Hermione fechou os olhos por alguns segundos.

‘’Porque você não fala nada?’’ Parkinson perguntou impaciente.

‘’Estou pensando.’’ Direcionou seus pensamentos ao som da voz da garota, agora olhando diretamente em seus olhos, que encaravam outro canto do ambiente.

‘’Em quê?’’

‘’Em como é bom estar aqui, com você. E pra mim isso basta.’’ Voltou a falar e logo envolveu o rosto de Pansy em suas mãos, fazendo-a  levantar e olhar para si. ‘’Eu sei que não é fácil e acho que nós duas sabemos que nada vai melhorar, pelo menos não por enquanto. Então eu quero aproveitar cada momento que eu puder ao seu lado. O resto a gente resolve depois. Juntas.’’

O sorriso de Pansy Parkinson foi carinhoso. Hermione sempre gostou da incógnita que a outra representava em sua vida. Sempre teve muita certeza de tudo à sua volta e a presença instigante da sua então companheira fazia tudo parecer ter um pouco menos sentido, em um caos contraditório que ela gostava de sentir.

‘’Hermione?’’ A garota sussurrou, ainda mantendo o olhar firme.

‘’O que foi?’’

‘’Eu acho que te amo.’’

A sentença a surpreendeu com a mesma intensidade que qualquer notícia de escala mundial. Sem conseguir se conter, o rosto de Granger abriu-se em um sorriso entusiasta e, movida por impulsos, jogou-se em cima da garota à sua frente, decidida como nunca esteve.
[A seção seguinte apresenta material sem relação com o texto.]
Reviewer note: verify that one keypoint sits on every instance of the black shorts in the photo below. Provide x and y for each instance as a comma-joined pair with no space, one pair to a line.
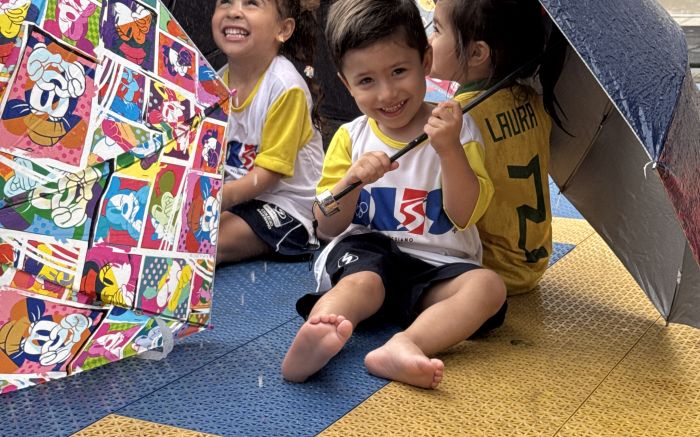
406,278
274,226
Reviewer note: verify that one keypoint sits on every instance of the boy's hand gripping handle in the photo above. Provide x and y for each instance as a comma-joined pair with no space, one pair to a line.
328,203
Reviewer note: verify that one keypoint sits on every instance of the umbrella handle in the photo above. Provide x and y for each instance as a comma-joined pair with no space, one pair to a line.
328,203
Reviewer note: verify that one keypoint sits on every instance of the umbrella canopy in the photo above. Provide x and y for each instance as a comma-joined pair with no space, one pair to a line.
631,167
112,126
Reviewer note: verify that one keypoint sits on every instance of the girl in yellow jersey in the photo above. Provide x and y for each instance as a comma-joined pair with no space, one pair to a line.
274,150
477,43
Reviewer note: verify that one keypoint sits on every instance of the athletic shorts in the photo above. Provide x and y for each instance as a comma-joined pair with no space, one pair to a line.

Hermione apreciava aqueles momentos nos quais sentia os lábios de Pansy em contato com os seus, suas mãos percorrendo os cachos de seus cabelos com um toque singelo, calmo, diferente da pressa e urgência que costuma ter. O sorriso de ambas enlaçava aquele momento e concretizava o que elas pensavam em uma sintonia quase perfeita:

Não existe instante melhor que o agora.

Era inegável que a relação das duas não era algo concreto e estava longe de ser. Tinham brigas, desentendimentos, desavenças e mais uma série de coisas que Hermione não gostava sequer de lembrar, mas sempre acabava voltando todo domingo à Sala Precisa, encontrando Pansy com a mesma feição insegura, o mesmo olhar vacilante e o mesmo abraço de saudade.

‘’Achei que não voltaria.’’ A garota sussurrou prendendo-se nos braços de Hermione e logo começou a reconciliação.
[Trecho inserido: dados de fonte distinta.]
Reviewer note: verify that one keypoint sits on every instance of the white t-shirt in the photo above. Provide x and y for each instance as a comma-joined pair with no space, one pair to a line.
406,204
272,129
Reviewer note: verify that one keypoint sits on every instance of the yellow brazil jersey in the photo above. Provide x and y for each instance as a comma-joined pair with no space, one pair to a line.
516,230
Tudo bem, Hermione Granger sempre se definiu e foi definida por todos à sua volta como alguém calma, inteligente, sagaz e mais uma série de adjetivos que só lhe diziam vantagem. Não negava quando lhe atribuíam o título de brilhante, genial ou extraordinária, até porque uma parte mais egocêntrica de si concordava com tudo isso.
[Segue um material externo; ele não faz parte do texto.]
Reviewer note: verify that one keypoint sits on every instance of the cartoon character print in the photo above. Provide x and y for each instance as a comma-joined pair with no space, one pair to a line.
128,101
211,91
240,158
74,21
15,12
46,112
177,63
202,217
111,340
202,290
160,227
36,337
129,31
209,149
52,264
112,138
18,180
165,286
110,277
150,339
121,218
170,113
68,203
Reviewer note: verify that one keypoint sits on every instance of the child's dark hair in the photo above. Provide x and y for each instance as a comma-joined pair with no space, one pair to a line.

Pensava que possuía grande parte de sua vida planejada, que nada lhe sairia do controle e que sempre teria domínio total pelas situações que enfrentaria. Contudo isso fora antes de conhecer Pansy Parkinson e de voltar mais e mais vezes para a Sala Precisa, esperando ver a mesma alma que a completava.

No fundo, Hermione tinha a certeza que, caso se entregasse totalmente à garota, nunca conseguiria voltar a ser a mesma. E, mesmo completamente desestruturada e enfrentando continuamente a tempestade que havia nos olhos azuis de Pansy, estava começando a gostar da ideia.